Does neonatal iron status predict infant iron status at 12 and 18 months, over and above the contributions of postnatal dietary iron intake? At 12 months our sample consisted of 241 infants from low income families living in Lima Peru. Because of funding issues we could only follow-up 104 of these infants to 18 months. Our data base consisted of maternal hemoglobin assessed twice during pregnancy, neonatal serum ferritin, transferrin saturation and hemoglobin taken from cord blood, 6,12 and 18 month iron intake taken from 24 hour dietary recalls and 12 and 18 month transferrin saturation and hemoglobin levels taken from venous blood*. *Models testing the prediction of 12 or 18 month transferrin saturation were non-significant. 12 month hemoglobin was predicted (R^2 = .12, p<.01) by neonatal ferritin (Beta = .24, p<.01),, neonatal hemoglobin (Beta, .18, p<.05) and 12 month dietary iron intake (Beta = .18, p<.05).
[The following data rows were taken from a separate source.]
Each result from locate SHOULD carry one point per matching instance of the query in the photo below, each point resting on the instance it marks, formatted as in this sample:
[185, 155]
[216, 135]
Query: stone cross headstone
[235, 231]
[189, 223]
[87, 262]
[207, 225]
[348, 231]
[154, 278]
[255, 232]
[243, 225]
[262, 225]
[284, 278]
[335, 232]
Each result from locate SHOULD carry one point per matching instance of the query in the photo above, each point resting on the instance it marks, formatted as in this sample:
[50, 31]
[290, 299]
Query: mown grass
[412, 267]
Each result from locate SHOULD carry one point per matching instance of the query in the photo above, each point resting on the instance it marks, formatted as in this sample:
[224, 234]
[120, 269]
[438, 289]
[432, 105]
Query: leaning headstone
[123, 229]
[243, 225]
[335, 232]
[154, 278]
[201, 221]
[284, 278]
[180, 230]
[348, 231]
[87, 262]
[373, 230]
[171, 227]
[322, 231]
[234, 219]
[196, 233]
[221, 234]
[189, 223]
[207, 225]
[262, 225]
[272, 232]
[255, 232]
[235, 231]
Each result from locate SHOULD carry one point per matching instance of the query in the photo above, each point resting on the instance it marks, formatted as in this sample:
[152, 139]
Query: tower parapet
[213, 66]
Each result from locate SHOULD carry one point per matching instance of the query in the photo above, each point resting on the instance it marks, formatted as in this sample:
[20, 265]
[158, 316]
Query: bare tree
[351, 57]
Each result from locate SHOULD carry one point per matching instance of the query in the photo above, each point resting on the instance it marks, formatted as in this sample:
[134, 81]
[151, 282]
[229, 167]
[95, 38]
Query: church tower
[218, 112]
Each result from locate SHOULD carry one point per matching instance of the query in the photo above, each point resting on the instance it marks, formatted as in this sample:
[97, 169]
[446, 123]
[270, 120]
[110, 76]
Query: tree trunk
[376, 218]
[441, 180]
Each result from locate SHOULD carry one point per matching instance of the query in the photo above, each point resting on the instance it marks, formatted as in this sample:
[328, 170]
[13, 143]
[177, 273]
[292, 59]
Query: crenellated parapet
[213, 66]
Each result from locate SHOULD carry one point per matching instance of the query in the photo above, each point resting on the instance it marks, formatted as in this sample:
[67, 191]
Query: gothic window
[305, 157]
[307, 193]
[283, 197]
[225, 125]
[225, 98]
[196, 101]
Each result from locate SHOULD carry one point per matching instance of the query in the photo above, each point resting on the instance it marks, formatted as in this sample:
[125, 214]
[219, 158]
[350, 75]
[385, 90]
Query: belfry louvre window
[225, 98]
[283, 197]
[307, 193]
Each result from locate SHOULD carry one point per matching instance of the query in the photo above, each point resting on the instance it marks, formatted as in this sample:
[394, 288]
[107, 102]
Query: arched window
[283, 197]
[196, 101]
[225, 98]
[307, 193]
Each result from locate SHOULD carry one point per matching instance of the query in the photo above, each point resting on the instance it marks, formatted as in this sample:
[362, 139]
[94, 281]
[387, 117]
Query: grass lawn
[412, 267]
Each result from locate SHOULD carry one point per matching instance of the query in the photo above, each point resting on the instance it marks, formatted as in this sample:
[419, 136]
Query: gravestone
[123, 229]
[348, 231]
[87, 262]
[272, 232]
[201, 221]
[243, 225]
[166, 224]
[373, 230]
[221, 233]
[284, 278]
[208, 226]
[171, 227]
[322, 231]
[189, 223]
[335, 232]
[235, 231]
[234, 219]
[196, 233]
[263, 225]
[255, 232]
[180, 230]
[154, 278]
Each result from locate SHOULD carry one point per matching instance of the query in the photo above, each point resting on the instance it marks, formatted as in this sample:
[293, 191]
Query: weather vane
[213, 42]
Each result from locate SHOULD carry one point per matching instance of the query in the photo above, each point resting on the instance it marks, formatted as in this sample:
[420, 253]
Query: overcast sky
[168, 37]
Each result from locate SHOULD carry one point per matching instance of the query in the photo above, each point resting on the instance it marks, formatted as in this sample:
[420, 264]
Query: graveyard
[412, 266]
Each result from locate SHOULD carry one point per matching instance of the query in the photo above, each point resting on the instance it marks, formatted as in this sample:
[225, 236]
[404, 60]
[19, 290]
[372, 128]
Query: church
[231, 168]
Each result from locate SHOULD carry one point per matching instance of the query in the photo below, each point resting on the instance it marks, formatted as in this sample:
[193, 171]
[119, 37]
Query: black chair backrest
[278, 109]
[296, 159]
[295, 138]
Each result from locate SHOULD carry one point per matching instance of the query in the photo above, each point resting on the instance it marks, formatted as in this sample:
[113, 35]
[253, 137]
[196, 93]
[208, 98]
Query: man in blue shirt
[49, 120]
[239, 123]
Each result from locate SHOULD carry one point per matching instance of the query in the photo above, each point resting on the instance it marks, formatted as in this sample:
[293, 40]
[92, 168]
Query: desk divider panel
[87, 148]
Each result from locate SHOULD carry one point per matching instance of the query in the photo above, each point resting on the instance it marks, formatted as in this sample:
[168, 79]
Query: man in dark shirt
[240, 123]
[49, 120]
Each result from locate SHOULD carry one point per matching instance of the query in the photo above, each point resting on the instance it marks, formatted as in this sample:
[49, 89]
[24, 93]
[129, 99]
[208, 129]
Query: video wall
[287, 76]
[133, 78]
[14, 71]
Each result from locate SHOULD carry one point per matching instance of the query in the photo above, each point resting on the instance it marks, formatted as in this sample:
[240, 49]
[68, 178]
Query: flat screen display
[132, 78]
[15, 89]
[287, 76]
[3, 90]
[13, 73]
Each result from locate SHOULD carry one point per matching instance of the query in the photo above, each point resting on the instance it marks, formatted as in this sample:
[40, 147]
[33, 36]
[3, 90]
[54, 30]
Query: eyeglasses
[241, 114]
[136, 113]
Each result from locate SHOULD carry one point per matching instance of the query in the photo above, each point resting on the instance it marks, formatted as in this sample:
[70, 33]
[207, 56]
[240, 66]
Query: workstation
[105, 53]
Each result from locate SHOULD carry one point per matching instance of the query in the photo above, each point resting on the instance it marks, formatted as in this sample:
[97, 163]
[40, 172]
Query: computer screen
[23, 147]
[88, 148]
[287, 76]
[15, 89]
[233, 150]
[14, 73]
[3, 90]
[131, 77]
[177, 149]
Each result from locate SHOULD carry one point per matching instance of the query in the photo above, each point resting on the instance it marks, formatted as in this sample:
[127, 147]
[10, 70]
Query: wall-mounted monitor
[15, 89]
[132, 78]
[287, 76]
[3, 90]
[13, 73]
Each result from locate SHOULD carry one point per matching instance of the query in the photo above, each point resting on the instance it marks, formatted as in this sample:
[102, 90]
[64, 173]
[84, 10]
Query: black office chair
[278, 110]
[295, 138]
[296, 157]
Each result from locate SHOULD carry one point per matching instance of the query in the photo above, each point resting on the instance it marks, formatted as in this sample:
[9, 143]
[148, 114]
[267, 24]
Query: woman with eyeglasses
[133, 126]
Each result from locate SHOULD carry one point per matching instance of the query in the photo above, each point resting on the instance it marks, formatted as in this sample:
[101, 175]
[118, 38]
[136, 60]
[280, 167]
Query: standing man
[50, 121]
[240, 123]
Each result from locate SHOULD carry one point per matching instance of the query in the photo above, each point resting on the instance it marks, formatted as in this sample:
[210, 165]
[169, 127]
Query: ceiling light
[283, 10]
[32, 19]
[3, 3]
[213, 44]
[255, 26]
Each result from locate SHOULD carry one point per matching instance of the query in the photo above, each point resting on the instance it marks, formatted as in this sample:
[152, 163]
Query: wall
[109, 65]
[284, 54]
The model remained significant after covarying out family demographics and non-iron dietary intake. 18 month hemoglobin was predicted (R^2 = .44, p<.01) only by 12 month hemoglobin (Beta = .63, p<.01) and remained significant when covariates were entered. The overall pattern suggests that both neonatal iron status and dietary iron intake uniquely predict 12 month iron status, which in turn is a primary predictor of later hemoglobin. Research was supported by the National Science Foundation.
Theodore D. Wachs & Hilary Creed-Kanashiro.
Presentation to the Annual Meeting of the American Society for Nutrition (Experimental Biology). Anaheim California, April 26, 2010 ( Poster presentation).